The opportunities for organizations to leverage data from sensors to create value are huge, especially in combination with other data from various sources – and when applying artificial intelligence and machine learning to analyze large data sets.

The present and future of data lakes

Today this is changing. The data maturity of organizations is growing, there are evolutions in the capabilities of platforms to build data lakes and, although a large percentage of data lakes is still deployed on-premises, more companies opt for the inherent benefits of data lakes as a service (in the cloud).

One of the main benefits of a data lake is that it enables us to gather source data, unstructured, structured and semi-structured, from multiple sources to harness this data, without the need to know all the questions we’ll want to ask the data and the value we’ll be able to generate in the future.

So, a data lake is not a one-size-fits-all data management solution, it exists for specific reasons. Moreover, the environment to manage data has become more diverse than it used to be. A data lake has a place in this complex data management environment and machine learning needs to access raw data to find patterns between various data.

In my book I emphasize the importance of raw data in the Internet of Things. The rawer the data you collect in manufacturing, for example, the more you can build knowledge and deliver better values.

A data lake is a storage repository that can store large amounts of structured, semi-structured, and unstructured data.
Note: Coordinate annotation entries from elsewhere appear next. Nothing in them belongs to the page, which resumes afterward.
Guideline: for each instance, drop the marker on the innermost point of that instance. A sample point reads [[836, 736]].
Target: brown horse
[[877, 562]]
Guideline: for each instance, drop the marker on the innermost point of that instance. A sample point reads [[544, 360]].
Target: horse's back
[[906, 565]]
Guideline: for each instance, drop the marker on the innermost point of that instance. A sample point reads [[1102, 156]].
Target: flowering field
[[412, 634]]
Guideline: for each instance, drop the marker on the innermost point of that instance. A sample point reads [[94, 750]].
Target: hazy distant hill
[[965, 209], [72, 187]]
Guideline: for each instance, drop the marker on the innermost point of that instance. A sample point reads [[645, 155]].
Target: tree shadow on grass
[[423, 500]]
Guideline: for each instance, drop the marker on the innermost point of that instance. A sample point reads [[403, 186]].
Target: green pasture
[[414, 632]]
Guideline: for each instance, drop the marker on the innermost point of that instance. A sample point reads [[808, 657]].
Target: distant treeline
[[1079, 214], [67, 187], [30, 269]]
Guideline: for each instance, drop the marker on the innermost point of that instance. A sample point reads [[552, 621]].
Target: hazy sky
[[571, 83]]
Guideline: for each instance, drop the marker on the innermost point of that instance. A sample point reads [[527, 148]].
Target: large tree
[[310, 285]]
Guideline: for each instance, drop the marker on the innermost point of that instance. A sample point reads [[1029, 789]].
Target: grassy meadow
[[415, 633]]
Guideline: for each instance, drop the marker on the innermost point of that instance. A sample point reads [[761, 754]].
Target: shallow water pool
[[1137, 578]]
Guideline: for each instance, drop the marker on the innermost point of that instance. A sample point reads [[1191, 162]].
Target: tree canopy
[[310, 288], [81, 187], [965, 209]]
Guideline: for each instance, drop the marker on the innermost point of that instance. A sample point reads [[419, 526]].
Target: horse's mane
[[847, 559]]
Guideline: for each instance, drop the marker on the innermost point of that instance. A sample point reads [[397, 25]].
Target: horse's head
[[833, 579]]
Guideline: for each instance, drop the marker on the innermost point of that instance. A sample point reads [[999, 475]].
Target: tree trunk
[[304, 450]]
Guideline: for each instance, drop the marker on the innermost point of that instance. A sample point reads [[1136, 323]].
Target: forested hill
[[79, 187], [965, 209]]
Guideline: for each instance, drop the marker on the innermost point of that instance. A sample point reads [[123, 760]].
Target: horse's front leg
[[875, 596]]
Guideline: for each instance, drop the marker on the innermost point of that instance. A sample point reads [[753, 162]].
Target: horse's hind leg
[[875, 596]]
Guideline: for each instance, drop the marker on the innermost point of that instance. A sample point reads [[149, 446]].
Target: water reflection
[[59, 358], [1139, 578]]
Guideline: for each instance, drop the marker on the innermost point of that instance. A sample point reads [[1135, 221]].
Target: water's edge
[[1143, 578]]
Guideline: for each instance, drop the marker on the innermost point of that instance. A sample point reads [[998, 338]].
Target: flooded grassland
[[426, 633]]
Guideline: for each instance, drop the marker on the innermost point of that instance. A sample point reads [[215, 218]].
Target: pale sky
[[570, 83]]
As things get more and more connected, the need and value of information will exponentially grow, and historical and live streams of raw data will become more valuable over time as they enable the next digital milestones such as augmented reality and virtual reality, predictive analytics and the usage of artificial Intelligence and deep learning.

A data lake enables you to keep as much raw data as you can with the proper tagging so that you can go back to this raw data when the opportunity presents itself for new applications and to unleash the power of machine learning. And, as you can read here, data lakes are extremely relevant for event-based, streaming data, typically generated by sources such as web application logs and sensors in IoT devices.

Data lakes and data warehouses

Data lakes are often compared with data warehouses because they are differently used and structured for different types of data.

Another term you will encounter in the context of data management that is closer to data warehouses is a data mart. In practice, however, they are often used together, all having their place and different purposes.

Data warehouses exist since a very long time (before anyone talked about Big Data) and typically capture structured information. They are more used when the source data and outputs are known (i.e. pre-defined questions for pre-defined types of data) while data lakes, as explained, are fit to manage a large diversity of data types with data kept in its raw form for big data analytics and machine learning. Data lakes are also more scalable than data warehouses and enable to analyze data for new questions it needs to answer faster given the fact that it doesn’t need to be organized as much as data in a data warehouse as the image below illustrates.